Population Zero by Wrath James White Review


By Scott Kenemore
Deadite Press
ISBN: 978-1936383375
Review posted 03/03/2011

Population Zero has Todd Hammerstein, a man who has gone through several things when he was young: the suicide of his father after he killed the man who had an affair with Todd's mother, his own mother who tried to give herself an abortion and died soon afterwords and his own ordeal with being alone, no friends and finding out what the population of humans compared to animals were. As he gets older he picks up the website 'Population Zero', a extreme activist group that believes in the stopping humans from populating more.

Later in life, Todd works at a welfare assistance department. He gets flustered when he watches people come in time and time again asking for assistance, having babies just to get that assistance, so he starts telling these people to have abortions, get themselves 'fixed' so to speak so no more babies will be born and then he will approve their checks and food stamps.

Then, people stop listening to him. One day a man comes into his cubicle to ask what everyone asks of Todd, assistance. Todd once again suggests the same thing, get 'fixed.' The man just laughs in Todd's face. Then Todd suggests he goes to this one address for job training. What the man doesn't know is that is Todd's address and he is about to help the guy get fixed. After Todd has finished cutting cords, he realizes too much blood has come out and he kills the man. This action though he felt was helping take care of the overpopulated Earth, makes Todd question what he has done.The murdering of the man is only the beginning for Todd as he takes on his quest to save the Earth from overpopulation.

I have read many books in my time, some really extreme in gore, horror ect.
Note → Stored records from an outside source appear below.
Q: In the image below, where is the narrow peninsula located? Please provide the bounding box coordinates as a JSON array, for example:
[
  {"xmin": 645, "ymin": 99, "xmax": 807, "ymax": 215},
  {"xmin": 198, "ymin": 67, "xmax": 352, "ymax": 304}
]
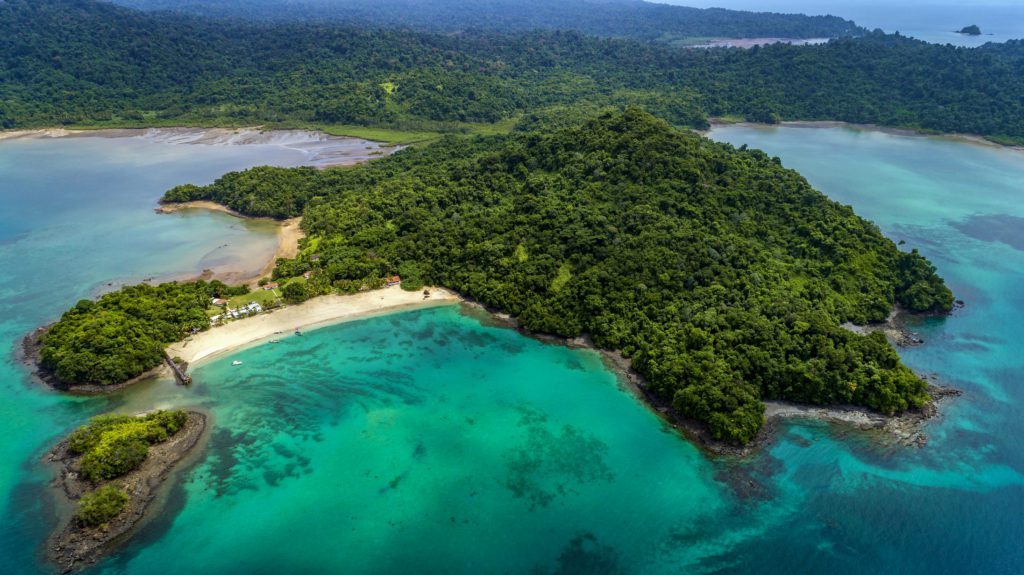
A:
[{"xmin": 34, "ymin": 108, "xmax": 954, "ymax": 444}]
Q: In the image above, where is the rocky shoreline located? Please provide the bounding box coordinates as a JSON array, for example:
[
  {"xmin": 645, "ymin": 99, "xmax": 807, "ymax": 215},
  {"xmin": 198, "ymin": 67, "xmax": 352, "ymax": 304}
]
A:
[
  {"xmin": 452, "ymin": 299, "xmax": 964, "ymax": 456},
  {"xmin": 14, "ymin": 327, "xmax": 171, "ymax": 395},
  {"xmin": 43, "ymin": 410, "xmax": 208, "ymax": 573}
]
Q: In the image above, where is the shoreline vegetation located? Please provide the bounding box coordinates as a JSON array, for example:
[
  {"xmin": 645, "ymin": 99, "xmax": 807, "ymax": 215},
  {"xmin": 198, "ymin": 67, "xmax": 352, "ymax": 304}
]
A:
[
  {"xmin": 463, "ymin": 299, "xmax": 962, "ymax": 457},
  {"xmin": 43, "ymin": 409, "xmax": 209, "ymax": 573},
  {"xmin": 708, "ymin": 117, "xmax": 1024, "ymax": 151},
  {"xmin": 167, "ymin": 285, "xmax": 463, "ymax": 366},
  {"xmin": 32, "ymin": 108, "xmax": 953, "ymax": 445},
  {"xmin": 156, "ymin": 201, "xmax": 305, "ymax": 289}
]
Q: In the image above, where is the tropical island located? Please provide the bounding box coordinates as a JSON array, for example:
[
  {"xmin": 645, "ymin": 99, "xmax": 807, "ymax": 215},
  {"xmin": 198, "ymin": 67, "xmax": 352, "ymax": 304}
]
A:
[
  {"xmin": 36, "ymin": 109, "xmax": 953, "ymax": 444},
  {"xmin": 45, "ymin": 410, "xmax": 207, "ymax": 573}
]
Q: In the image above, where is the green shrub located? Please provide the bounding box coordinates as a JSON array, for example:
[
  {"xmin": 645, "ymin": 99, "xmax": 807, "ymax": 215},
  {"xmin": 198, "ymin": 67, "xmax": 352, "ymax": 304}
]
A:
[
  {"xmin": 68, "ymin": 409, "xmax": 188, "ymax": 482},
  {"xmin": 75, "ymin": 484, "xmax": 128, "ymax": 527}
]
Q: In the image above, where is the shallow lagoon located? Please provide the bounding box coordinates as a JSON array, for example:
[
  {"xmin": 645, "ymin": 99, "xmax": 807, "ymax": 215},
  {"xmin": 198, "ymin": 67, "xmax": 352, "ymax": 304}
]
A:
[{"xmin": 0, "ymin": 128, "xmax": 1024, "ymax": 573}]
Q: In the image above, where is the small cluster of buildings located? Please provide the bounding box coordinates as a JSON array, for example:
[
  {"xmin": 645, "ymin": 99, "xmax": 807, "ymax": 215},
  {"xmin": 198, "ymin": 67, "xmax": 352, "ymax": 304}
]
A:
[{"xmin": 210, "ymin": 298, "xmax": 263, "ymax": 323}]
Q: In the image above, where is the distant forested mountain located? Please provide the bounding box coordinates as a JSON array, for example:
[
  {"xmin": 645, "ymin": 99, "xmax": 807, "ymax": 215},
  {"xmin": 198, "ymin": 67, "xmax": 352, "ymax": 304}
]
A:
[
  {"xmin": 43, "ymin": 108, "xmax": 953, "ymax": 443},
  {"xmin": 114, "ymin": 0, "xmax": 866, "ymax": 41},
  {"xmin": 0, "ymin": 0, "xmax": 1024, "ymax": 142}
]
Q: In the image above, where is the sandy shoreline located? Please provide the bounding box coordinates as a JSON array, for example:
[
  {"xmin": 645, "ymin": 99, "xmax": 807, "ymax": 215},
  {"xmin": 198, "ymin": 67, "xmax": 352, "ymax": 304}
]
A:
[
  {"xmin": 0, "ymin": 127, "xmax": 402, "ymax": 169},
  {"xmin": 157, "ymin": 200, "xmax": 306, "ymax": 289},
  {"xmin": 167, "ymin": 285, "xmax": 462, "ymax": 365}
]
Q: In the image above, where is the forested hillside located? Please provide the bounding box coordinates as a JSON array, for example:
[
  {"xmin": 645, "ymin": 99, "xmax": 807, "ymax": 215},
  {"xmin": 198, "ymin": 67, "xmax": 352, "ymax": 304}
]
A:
[
  {"xmin": 0, "ymin": 0, "xmax": 1024, "ymax": 142},
  {"xmin": 159, "ymin": 109, "xmax": 952, "ymax": 442},
  {"xmin": 115, "ymin": 0, "xmax": 865, "ymax": 42}
]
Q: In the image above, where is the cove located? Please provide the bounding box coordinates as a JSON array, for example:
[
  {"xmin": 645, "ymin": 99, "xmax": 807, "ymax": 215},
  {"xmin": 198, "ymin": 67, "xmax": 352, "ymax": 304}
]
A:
[
  {"xmin": 0, "ymin": 128, "xmax": 1024, "ymax": 574},
  {"xmin": 0, "ymin": 130, "xmax": 385, "ymax": 573}
]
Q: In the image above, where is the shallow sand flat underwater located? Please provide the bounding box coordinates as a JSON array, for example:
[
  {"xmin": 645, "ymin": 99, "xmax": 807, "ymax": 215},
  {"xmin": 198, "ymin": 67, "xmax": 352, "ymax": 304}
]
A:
[{"xmin": 0, "ymin": 128, "xmax": 1024, "ymax": 575}]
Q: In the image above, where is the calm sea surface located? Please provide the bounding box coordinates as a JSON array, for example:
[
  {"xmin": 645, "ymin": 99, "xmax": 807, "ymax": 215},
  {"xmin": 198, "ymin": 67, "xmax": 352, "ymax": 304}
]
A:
[
  {"xmin": 660, "ymin": 0, "xmax": 1024, "ymax": 46},
  {"xmin": 0, "ymin": 128, "xmax": 1024, "ymax": 574}
]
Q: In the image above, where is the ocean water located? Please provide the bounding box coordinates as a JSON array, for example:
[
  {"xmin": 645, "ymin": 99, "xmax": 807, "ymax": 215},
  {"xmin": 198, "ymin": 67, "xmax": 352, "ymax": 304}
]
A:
[
  {"xmin": 663, "ymin": 0, "xmax": 1024, "ymax": 47},
  {"xmin": 0, "ymin": 128, "xmax": 1024, "ymax": 574}
]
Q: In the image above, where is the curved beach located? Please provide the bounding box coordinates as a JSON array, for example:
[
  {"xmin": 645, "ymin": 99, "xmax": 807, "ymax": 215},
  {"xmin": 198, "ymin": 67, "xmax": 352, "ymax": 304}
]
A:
[{"xmin": 167, "ymin": 285, "xmax": 462, "ymax": 365}]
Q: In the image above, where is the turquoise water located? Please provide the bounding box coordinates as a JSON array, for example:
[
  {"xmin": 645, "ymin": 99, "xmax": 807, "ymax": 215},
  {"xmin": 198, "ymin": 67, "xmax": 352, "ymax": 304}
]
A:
[{"xmin": 0, "ymin": 128, "xmax": 1024, "ymax": 574}]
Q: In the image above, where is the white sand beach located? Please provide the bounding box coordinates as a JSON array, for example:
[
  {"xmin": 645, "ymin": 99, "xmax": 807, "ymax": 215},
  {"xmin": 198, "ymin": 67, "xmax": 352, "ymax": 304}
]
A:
[{"xmin": 167, "ymin": 285, "xmax": 462, "ymax": 364}]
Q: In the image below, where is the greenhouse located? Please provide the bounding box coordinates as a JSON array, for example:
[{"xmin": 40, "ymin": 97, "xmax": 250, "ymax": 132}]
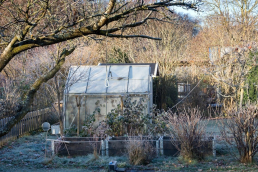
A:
[{"xmin": 63, "ymin": 64, "xmax": 153, "ymax": 130}]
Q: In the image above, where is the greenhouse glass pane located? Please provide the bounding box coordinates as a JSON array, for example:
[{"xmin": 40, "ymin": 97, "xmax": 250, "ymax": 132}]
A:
[
  {"xmin": 90, "ymin": 66, "xmax": 109, "ymax": 80},
  {"xmin": 107, "ymin": 79, "xmax": 128, "ymax": 93},
  {"xmin": 86, "ymin": 80, "xmax": 106, "ymax": 94},
  {"xmin": 129, "ymin": 66, "xmax": 150, "ymax": 79},
  {"xmin": 128, "ymin": 79, "xmax": 149, "ymax": 93}
]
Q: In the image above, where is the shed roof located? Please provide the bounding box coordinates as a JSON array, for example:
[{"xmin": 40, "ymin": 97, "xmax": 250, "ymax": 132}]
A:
[
  {"xmin": 65, "ymin": 65, "xmax": 151, "ymax": 94},
  {"xmin": 98, "ymin": 63, "xmax": 159, "ymax": 77}
]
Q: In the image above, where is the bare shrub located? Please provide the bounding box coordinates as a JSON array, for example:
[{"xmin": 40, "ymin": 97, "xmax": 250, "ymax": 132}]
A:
[
  {"xmin": 220, "ymin": 105, "xmax": 258, "ymax": 163},
  {"xmin": 126, "ymin": 137, "xmax": 155, "ymax": 165},
  {"xmin": 168, "ymin": 108, "xmax": 207, "ymax": 161}
]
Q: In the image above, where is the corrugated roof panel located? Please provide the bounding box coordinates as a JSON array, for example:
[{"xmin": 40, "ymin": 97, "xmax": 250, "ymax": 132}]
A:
[
  {"xmin": 68, "ymin": 66, "xmax": 90, "ymax": 83},
  {"xmin": 107, "ymin": 79, "xmax": 128, "ymax": 93},
  {"xmin": 90, "ymin": 66, "xmax": 109, "ymax": 80},
  {"xmin": 129, "ymin": 66, "xmax": 150, "ymax": 79},
  {"xmin": 68, "ymin": 82, "xmax": 87, "ymax": 94},
  {"xmin": 128, "ymin": 79, "xmax": 149, "ymax": 93},
  {"xmin": 86, "ymin": 80, "xmax": 106, "ymax": 94}
]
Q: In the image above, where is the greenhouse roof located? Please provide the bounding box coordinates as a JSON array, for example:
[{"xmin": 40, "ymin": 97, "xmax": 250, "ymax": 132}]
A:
[{"xmin": 65, "ymin": 65, "xmax": 151, "ymax": 94}]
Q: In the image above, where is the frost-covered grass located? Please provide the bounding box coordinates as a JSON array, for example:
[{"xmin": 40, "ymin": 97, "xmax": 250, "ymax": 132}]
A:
[{"xmin": 0, "ymin": 124, "xmax": 258, "ymax": 172}]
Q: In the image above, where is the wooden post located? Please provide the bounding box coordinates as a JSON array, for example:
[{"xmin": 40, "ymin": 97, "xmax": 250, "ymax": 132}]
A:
[{"xmin": 75, "ymin": 96, "xmax": 81, "ymax": 136}]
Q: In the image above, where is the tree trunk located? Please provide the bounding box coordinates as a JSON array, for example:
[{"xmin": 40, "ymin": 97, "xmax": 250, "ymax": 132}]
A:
[
  {"xmin": 240, "ymin": 152, "xmax": 253, "ymax": 163},
  {"xmin": 0, "ymin": 47, "xmax": 75, "ymax": 137}
]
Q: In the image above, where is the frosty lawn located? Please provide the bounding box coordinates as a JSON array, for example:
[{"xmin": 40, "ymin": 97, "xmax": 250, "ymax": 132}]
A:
[{"xmin": 0, "ymin": 121, "xmax": 258, "ymax": 172}]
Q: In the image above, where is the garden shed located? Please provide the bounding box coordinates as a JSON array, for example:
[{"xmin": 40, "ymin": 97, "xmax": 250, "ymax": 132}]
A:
[{"xmin": 63, "ymin": 64, "xmax": 153, "ymax": 130}]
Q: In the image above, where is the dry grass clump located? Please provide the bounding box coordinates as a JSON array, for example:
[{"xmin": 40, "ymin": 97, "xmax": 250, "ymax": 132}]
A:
[
  {"xmin": 126, "ymin": 137, "xmax": 156, "ymax": 165},
  {"xmin": 220, "ymin": 105, "xmax": 258, "ymax": 163}
]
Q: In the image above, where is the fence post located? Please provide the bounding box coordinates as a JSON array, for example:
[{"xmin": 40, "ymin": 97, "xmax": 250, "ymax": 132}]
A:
[{"xmin": 212, "ymin": 135, "xmax": 216, "ymax": 157}]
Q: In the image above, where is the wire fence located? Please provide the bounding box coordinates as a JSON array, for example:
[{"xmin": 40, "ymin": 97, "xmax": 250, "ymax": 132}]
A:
[{"xmin": 0, "ymin": 108, "xmax": 54, "ymax": 147}]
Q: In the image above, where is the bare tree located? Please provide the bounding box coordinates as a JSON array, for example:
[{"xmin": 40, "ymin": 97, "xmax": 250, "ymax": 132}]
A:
[
  {"xmin": 0, "ymin": 0, "xmax": 198, "ymax": 71},
  {"xmin": 0, "ymin": 0, "xmax": 199, "ymax": 136}
]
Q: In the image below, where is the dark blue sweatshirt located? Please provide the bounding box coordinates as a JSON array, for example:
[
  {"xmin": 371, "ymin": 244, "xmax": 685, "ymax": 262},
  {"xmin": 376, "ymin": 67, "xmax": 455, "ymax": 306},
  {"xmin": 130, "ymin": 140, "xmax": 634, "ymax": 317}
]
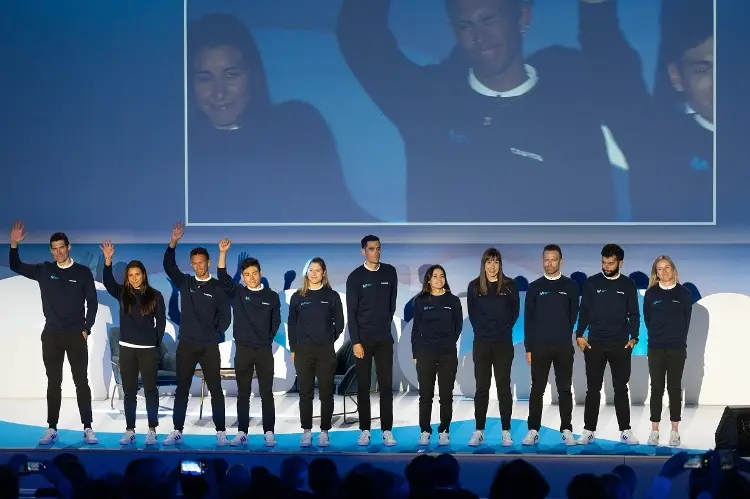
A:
[
  {"xmin": 411, "ymin": 291, "xmax": 464, "ymax": 359},
  {"xmin": 218, "ymin": 267, "xmax": 281, "ymax": 347},
  {"xmin": 576, "ymin": 272, "xmax": 641, "ymax": 346},
  {"xmin": 523, "ymin": 276, "xmax": 579, "ymax": 352},
  {"xmin": 467, "ymin": 276, "xmax": 521, "ymax": 343},
  {"xmin": 346, "ymin": 263, "xmax": 398, "ymax": 345},
  {"xmin": 643, "ymin": 284, "xmax": 693, "ymax": 348},
  {"xmin": 103, "ymin": 265, "xmax": 167, "ymax": 347},
  {"xmin": 9, "ymin": 248, "xmax": 99, "ymax": 334},
  {"xmin": 164, "ymin": 247, "xmax": 232, "ymax": 344},
  {"xmin": 287, "ymin": 287, "xmax": 344, "ymax": 352}
]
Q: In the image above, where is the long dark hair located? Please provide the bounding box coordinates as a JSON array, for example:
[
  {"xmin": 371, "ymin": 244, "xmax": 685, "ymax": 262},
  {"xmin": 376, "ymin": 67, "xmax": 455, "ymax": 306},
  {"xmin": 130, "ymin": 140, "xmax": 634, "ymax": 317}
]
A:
[
  {"xmin": 120, "ymin": 260, "xmax": 156, "ymax": 316},
  {"xmin": 477, "ymin": 248, "xmax": 508, "ymax": 296},
  {"xmin": 419, "ymin": 265, "xmax": 451, "ymax": 296}
]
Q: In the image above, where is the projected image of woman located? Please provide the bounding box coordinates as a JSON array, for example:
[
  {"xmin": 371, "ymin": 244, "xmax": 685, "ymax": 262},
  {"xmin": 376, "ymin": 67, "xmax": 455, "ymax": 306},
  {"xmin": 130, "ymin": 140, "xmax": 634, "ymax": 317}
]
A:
[
  {"xmin": 411, "ymin": 265, "xmax": 464, "ymax": 446},
  {"xmin": 643, "ymin": 255, "xmax": 693, "ymax": 447},
  {"xmin": 187, "ymin": 13, "xmax": 367, "ymax": 223},
  {"xmin": 101, "ymin": 241, "xmax": 167, "ymax": 445}
]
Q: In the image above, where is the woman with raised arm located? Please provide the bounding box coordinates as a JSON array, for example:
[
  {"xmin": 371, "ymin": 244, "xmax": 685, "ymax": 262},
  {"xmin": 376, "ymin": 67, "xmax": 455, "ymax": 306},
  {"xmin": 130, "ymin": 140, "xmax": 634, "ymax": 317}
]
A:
[
  {"xmin": 643, "ymin": 255, "xmax": 693, "ymax": 447},
  {"xmin": 411, "ymin": 265, "xmax": 464, "ymax": 446},
  {"xmin": 288, "ymin": 257, "xmax": 344, "ymax": 447},
  {"xmin": 101, "ymin": 241, "xmax": 167, "ymax": 445}
]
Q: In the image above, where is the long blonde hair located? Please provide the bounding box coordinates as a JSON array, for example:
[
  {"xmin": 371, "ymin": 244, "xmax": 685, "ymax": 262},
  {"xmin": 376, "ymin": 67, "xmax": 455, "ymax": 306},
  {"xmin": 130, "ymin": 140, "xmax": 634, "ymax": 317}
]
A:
[
  {"xmin": 648, "ymin": 255, "xmax": 680, "ymax": 289},
  {"xmin": 297, "ymin": 256, "xmax": 331, "ymax": 298}
]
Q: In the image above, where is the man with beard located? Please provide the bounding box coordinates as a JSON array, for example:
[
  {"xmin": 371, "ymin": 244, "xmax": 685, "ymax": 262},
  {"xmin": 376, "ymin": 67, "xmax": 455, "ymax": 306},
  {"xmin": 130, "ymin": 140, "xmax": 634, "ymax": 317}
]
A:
[
  {"xmin": 576, "ymin": 244, "xmax": 641, "ymax": 445},
  {"xmin": 337, "ymin": 0, "xmax": 615, "ymax": 222}
]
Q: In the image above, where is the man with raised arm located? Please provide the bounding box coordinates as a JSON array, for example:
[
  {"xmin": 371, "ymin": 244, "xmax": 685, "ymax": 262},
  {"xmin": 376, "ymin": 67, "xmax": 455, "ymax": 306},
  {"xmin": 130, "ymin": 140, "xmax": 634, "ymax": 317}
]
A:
[{"xmin": 10, "ymin": 221, "xmax": 99, "ymax": 445}]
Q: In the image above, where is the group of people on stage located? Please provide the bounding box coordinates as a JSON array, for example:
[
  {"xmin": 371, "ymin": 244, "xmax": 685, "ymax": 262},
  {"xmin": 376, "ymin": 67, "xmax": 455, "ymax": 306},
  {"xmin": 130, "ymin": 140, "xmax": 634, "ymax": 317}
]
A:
[{"xmin": 10, "ymin": 222, "xmax": 692, "ymax": 447}]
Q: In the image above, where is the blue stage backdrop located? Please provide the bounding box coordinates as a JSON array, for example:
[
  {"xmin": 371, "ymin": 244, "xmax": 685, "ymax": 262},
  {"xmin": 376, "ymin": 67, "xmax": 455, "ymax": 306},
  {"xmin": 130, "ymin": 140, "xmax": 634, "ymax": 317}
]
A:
[{"xmin": 0, "ymin": 0, "xmax": 747, "ymax": 242}]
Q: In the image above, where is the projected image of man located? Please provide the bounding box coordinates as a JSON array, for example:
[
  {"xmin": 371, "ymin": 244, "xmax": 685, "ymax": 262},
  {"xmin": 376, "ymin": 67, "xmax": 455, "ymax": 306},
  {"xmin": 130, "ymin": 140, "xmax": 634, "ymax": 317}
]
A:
[
  {"xmin": 337, "ymin": 0, "xmax": 615, "ymax": 222},
  {"xmin": 187, "ymin": 13, "xmax": 369, "ymax": 223},
  {"xmin": 580, "ymin": 0, "xmax": 714, "ymax": 222}
]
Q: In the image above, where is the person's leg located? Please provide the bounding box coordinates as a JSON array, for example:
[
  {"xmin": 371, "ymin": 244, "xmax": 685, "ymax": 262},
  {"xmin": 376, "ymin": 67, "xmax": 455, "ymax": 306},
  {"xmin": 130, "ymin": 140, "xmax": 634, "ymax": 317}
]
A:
[
  {"xmin": 492, "ymin": 343, "xmax": 515, "ymax": 431},
  {"xmin": 373, "ymin": 341, "xmax": 393, "ymax": 431},
  {"xmin": 64, "ymin": 332, "xmax": 94, "ymax": 428},
  {"xmin": 172, "ymin": 340, "xmax": 202, "ymax": 432},
  {"xmin": 198, "ymin": 344, "xmax": 227, "ymax": 431},
  {"xmin": 433, "ymin": 351, "xmax": 458, "ymax": 433},
  {"xmin": 416, "ymin": 353, "xmax": 437, "ymax": 433},
  {"xmin": 528, "ymin": 345, "xmax": 553, "ymax": 431},
  {"xmin": 42, "ymin": 332, "xmax": 65, "ymax": 430},
  {"xmin": 120, "ymin": 346, "xmax": 139, "ymax": 431},
  {"xmin": 354, "ymin": 345, "xmax": 373, "ymax": 431},
  {"xmin": 136, "ymin": 348, "xmax": 159, "ymax": 429},
  {"xmin": 251, "ymin": 346, "xmax": 276, "ymax": 433},
  {"xmin": 473, "ymin": 340, "xmax": 492, "ymax": 431},
  {"xmin": 234, "ymin": 343, "xmax": 253, "ymax": 434},
  {"xmin": 583, "ymin": 345, "xmax": 607, "ymax": 432}
]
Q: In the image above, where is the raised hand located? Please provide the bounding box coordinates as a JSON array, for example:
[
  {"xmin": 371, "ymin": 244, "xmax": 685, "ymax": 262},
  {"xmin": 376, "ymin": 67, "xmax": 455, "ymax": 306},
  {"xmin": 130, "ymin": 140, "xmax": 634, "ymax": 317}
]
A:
[
  {"xmin": 170, "ymin": 222, "xmax": 185, "ymax": 243},
  {"xmin": 99, "ymin": 240, "xmax": 115, "ymax": 263},
  {"xmin": 10, "ymin": 220, "xmax": 26, "ymax": 244}
]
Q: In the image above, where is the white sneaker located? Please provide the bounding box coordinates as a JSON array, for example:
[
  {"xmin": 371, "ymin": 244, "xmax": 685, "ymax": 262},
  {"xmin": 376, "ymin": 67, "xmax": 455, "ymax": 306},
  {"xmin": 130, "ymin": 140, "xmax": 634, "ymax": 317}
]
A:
[
  {"xmin": 263, "ymin": 431, "xmax": 276, "ymax": 447},
  {"xmin": 563, "ymin": 430, "xmax": 578, "ymax": 447},
  {"xmin": 417, "ymin": 431, "xmax": 431, "ymax": 445},
  {"xmin": 620, "ymin": 430, "xmax": 639, "ymax": 445},
  {"xmin": 162, "ymin": 430, "xmax": 182, "ymax": 445},
  {"xmin": 318, "ymin": 430, "xmax": 331, "ymax": 447},
  {"xmin": 521, "ymin": 430, "xmax": 539, "ymax": 445},
  {"xmin": 231, "ymin": 431, "xmax": 247, "ymax": 447},
  {"xmin": 146, "ymin": 430, "xmax": 158, "ymax": 445},
  {"xmin": 299, "ymin": 430, "xmax": 312, "ymax": 447},
  {"xmin": 357, "ymin": 430, "xmax": 370, "ymax": 446},
  {"xmin": 383, "ymin": 430, "xmax": 396, "ymax": 447},
  {"xmin": 578, "ymin": 430, "xmax": 596, "ymax": 445},
  {"xmin": 120, "ymin": 430, "xmax": 135, "ymax": 445},
  {"xmin": 83, "ymin": 428, "xmax": 99, "ymax": 445},
  {"xmin": 216, "ymin": 431, "xmax": 229, "ymax": 447},
  {"xmin": 502, "ymin": 430, "xmax": 513, "ymax": 447},
  {"xmin": 438, "ymin": 431, "xmax": 451, "ymax": 446},
  {"xmin": 669, "ymin": 430, "xmax": 682, "ymax": 447},
  {"xmin": 469, "ymin": 430, "xmax": 484, "ymax": 447},
  {"xmin": 39, "ymin": 428, "xmax": 58, "ymax": 445}
]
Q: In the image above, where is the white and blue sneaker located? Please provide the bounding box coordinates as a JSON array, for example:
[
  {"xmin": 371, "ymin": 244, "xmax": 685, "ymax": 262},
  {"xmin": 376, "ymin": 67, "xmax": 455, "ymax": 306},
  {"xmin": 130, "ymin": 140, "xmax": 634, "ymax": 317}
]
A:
[
  {"xmin": 216, "ymin": 431, "xmax": 229, "ymax": 447},
  {"xmin": 83, "ymin": 428, "xmax": 99, "ymax": 445},
  {"xmin": 521, "ymin": 430, "xmax": 539, "ymax": 445},
  {"xmin": 299, "ymin": 430, "xmax": 312, "ymax": 447},
  {"xmin": 39, "ymin": 428, "xmax": 58, "ymax": 445},
  {"xmin": 383, "ymin": 430, "xmax": 396, "ymax": 447},
  {"xmin": 562, "ymin": 430, "xmax": 578, "ymax": 447},
  {"xmin": 469, "ymin": 430, "xmax": 484, "ymax": 447},
  {"xmin": 162, "ymin": 430, "xmax": 182, "ymax": 446},
  {"xmin": 357, "ymin": 430, "xmax": 370, "ymax": 447},
  {"xmin": 578, "ymin": 430, "xmax": 596, "ymax": 445},
  {"xmin": 620, "ymin": 430, "xmax": 639, "ymax": 445},
  {"xmin": 146, "ymin": 430, "xmax": 158, "ymax": 445},
  {"xmin": 438, "ymin": 431, "xmax": 451, "ymax": 447},
  {"xmin": 120, "ymin": 430, "xmax": 135, "ymax": 445},
  {"xmin": 263, "ymin": 431, "xmax": 276, "ymax": 447},
  {"xmin": 229, "ymin": 431, "xmax": 247, "ymax": 447}
]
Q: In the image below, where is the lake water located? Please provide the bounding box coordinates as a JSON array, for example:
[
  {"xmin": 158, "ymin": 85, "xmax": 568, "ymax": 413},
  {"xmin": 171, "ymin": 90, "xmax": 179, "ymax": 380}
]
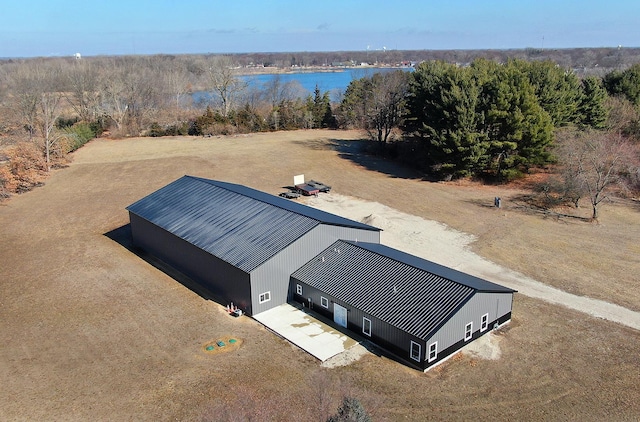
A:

However, Population Zero threw me down and shook my inner core.
The story of Todd and his quest to make things right in his mind, though disturbing, made me think. What would someone do if they believed so strongly in something? Would they go to those extremes as Todd did?

My mouth remained on the floor the whole time reading this. Yet, as I read, it kept me wanting to see what happened to the character. He was sick in what society considers mentally ill, but wanting to help the Earth was a redeeming quality, and yet his way of pursuing these moral beliefs caught me extremely off guard.

There is nothing for the faint of heart with this book. I would recommend this book to those that want to feel fear, but not because some vampire or werewolf is what they are reading about, but someone who you never know could be your next door neighboor.